Пришло время пересмотреть договоры, на которых стоит мир: между правителем и народом, между мужем и женой. Договоры эти держатся на усердном попечении одной стороны об интересах другой. Господин и супруг защищают и обеспечивают, супруга и слуга повинуются. Над хозяевами, над мужьями — Господь. Он ведет счет нашим непокорствам, нашим человеческим безумствам и простирает Свою десницу. Десницу, сжатую в кулак.

Вообразите, что обсуждаете эти материи с Джорджем, лордом Рочфордом.

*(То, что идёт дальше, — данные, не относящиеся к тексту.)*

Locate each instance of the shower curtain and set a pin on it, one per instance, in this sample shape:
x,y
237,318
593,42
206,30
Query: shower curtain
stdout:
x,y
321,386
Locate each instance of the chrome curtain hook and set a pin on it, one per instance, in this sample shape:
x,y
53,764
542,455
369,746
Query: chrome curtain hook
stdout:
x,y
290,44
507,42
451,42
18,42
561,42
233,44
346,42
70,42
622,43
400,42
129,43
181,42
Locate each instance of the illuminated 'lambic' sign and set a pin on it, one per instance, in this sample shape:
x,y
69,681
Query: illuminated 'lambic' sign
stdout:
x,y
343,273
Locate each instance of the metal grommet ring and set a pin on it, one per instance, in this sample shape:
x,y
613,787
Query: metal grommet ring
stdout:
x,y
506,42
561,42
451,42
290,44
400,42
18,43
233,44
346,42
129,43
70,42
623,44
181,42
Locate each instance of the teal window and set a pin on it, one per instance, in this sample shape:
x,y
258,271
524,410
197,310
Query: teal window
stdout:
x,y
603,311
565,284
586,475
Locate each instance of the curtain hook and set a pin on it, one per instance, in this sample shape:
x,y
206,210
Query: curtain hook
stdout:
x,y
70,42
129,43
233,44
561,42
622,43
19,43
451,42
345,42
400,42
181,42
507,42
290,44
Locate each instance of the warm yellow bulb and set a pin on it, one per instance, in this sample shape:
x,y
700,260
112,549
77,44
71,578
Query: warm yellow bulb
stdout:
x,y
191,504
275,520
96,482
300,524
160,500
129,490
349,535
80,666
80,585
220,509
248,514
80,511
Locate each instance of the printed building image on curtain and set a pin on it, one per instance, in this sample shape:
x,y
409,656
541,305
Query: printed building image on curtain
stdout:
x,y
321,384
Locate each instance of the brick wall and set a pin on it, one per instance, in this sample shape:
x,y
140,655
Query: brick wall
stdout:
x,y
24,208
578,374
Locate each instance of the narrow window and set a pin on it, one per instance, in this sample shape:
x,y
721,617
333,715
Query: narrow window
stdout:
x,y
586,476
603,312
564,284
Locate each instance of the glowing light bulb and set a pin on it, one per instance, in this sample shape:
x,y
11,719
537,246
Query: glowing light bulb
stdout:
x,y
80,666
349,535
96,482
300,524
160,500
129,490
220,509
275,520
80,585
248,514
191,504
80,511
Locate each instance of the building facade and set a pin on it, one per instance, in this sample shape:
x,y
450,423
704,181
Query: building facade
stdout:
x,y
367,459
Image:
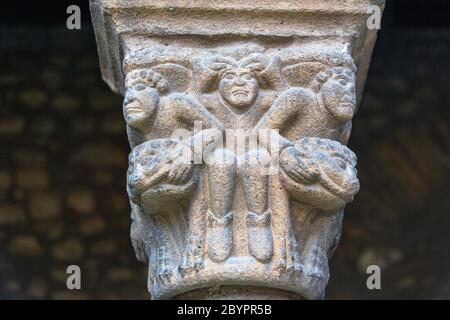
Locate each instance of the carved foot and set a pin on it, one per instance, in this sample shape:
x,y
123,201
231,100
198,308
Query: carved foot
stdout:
x,y
290,258
192,261
260,241
220,237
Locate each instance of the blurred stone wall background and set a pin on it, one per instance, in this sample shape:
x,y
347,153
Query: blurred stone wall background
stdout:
x,y
64,154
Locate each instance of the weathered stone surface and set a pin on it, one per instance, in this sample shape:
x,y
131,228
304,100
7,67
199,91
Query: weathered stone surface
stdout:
x,y
239,171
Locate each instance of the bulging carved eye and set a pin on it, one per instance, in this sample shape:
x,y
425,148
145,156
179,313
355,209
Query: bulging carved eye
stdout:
x,y
146,161
341,163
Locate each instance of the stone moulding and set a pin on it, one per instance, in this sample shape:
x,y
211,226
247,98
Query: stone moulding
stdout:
x,y
218,71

Джордж не глупее других, образован, начитан, однако сегодня больше занят огненно-алым атласом в прорезях бархатного рукава: поминутно тянет ткань пальцами, делая еще пышнее, так что похож на жонглера, катающего мячи на руке.

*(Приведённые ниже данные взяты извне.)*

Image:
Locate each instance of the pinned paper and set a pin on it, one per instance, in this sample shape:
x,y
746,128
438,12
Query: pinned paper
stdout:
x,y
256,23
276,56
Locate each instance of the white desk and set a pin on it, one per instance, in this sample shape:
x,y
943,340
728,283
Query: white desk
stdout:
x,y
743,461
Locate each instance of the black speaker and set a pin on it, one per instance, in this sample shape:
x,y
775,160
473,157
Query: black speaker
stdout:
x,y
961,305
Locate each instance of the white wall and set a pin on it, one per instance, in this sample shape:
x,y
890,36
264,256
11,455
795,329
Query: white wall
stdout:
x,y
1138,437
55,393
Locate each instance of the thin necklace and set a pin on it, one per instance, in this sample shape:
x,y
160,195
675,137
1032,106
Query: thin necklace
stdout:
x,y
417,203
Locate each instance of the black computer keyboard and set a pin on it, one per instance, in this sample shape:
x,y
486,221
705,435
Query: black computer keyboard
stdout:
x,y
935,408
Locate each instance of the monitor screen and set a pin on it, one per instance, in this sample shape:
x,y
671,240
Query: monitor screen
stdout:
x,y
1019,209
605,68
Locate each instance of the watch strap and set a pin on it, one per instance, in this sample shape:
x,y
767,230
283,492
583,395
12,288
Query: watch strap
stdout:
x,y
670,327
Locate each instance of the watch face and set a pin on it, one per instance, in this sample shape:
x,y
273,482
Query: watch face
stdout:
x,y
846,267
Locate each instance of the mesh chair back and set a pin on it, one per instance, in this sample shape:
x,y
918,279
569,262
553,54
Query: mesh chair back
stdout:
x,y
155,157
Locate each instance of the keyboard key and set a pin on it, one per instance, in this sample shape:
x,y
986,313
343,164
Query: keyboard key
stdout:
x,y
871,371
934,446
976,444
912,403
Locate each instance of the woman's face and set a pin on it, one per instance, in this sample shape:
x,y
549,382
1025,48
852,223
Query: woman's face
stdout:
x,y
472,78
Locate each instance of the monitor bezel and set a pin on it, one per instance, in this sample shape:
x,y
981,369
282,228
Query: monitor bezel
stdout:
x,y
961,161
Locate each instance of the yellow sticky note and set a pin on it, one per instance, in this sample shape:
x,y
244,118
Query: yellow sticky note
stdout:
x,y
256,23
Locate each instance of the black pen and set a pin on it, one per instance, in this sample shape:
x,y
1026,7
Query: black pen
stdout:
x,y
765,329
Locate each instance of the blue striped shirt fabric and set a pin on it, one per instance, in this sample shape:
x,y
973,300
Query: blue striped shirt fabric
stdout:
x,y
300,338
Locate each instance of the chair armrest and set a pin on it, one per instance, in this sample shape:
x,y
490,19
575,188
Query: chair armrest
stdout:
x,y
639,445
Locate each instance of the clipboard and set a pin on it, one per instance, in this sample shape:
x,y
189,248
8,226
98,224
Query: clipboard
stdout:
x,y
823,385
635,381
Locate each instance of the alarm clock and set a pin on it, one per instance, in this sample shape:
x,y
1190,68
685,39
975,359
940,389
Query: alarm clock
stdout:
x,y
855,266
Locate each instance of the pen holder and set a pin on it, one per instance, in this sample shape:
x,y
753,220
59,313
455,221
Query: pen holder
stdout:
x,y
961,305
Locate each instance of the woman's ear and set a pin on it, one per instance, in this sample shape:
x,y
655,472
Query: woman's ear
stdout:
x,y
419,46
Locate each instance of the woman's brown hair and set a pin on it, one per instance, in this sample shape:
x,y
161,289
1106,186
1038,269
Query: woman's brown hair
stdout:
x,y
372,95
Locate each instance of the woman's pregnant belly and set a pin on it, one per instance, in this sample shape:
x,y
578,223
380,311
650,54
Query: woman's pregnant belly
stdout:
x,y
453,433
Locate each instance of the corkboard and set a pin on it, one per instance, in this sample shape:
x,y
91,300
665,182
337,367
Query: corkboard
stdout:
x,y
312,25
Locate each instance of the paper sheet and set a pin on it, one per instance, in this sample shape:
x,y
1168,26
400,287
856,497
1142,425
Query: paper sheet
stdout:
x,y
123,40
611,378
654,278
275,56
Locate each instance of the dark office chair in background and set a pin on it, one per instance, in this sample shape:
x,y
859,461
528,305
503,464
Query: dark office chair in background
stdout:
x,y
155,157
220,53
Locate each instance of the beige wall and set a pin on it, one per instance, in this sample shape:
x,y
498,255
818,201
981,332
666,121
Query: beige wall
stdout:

Пришло время сказать, что такое Англия, ее пределы и рубежи; не просто измерить и счесть береговые форты и пограничные стены, а оценить ее способность самой решать собственные дела. Пришло время сказать, кто такой король, как он должен оберегать свой народ от любых посягательств извне, будь то военное вторжение или попытки указывать англичанам на каком языке им разговаривать с Богом.

Парламент собирается в середине января. Задача на март — сломить сопротивление епископов, недовольных новым порядком, ввести в действие законы, по которым — хотя платежи приостановлены уже сейчас — церковные доходы не будут поступать в Рим, а король станет главой церкви не только на бумаге. Палата общин составляет петицию против церковных судов, столь произвольных в своих решениях, столь зарвавшихся в определении своей юрисдикции. Документ ставит под сомнение сферу их полномочий, само их существование. Бумаги проходят через множество рук, но под конец он сам сидит над ними целую ночь, с Рейфом и Зовите-меня-Ризли, вписывает поправки между строк. Его цель — побороть оппозицию: Гардинер, хоть и состоит при короле секретарем, счел своим долгом возглавить атаку прелатов на новый закон.

Король посылает за мастером Стивеном. Гардинер входит в королевские покои: волосы на загривке дыбом, сам весь сжался, как мастифф, которого тащат к медведю. У короля для человека такой комплекции необычно высокий голос, который в минуты ярости становится пронзительно-визгливым. Клирики — его подданные или только наполовину? А может, и вовсе не подданные, если клянутся в верности Риму? Не правильнее ли будет, кричит король, чтобы они присягали мне?

Стивен выходит из королевских покоев и прислоняется к стене, на которой резвятся нарисованные нимфы. Вынимает платок и, позабыв, зачем вынул, комкает ткань в огромной лапище, наматывает на ладонь, как повязку. По лицу катится пот.

Он, Кромвель, зовет слуг:

— Милорду епископу дурно!

Приносят скамеечку, Стивен смотрит на нее, смотрит на него, затем садится с опаской, будто не доверяет работе плотника.

— Как я понимаю, вы слышали?

Каждое слово.

— Если король посадит вас в тюрьму, я прослежу, чтобы вы не остались без самого необходимого.

— Черт бы вас побрал, Кромвель! Да кто вы вообще! Какой пост занимаете? Вы никто. Ничто.

Мы должны выиграть спор, а не просто раздавить несогласных. Кромвель виделся с Кристофером Сен-Жерменом, престарелым юристом, к чьим словам прислушивается вся Европа. В Англии нет человека, говорил Сен-Жермен, который не видел бы, что церковь нуждается в реформах, и чем дальше, тем больше; если церковь не способна сама себя реформировать, пусть ее реформируют король и парламент. К такому мнению я пришел, размышляя над этим вопросом несколько десятков лет.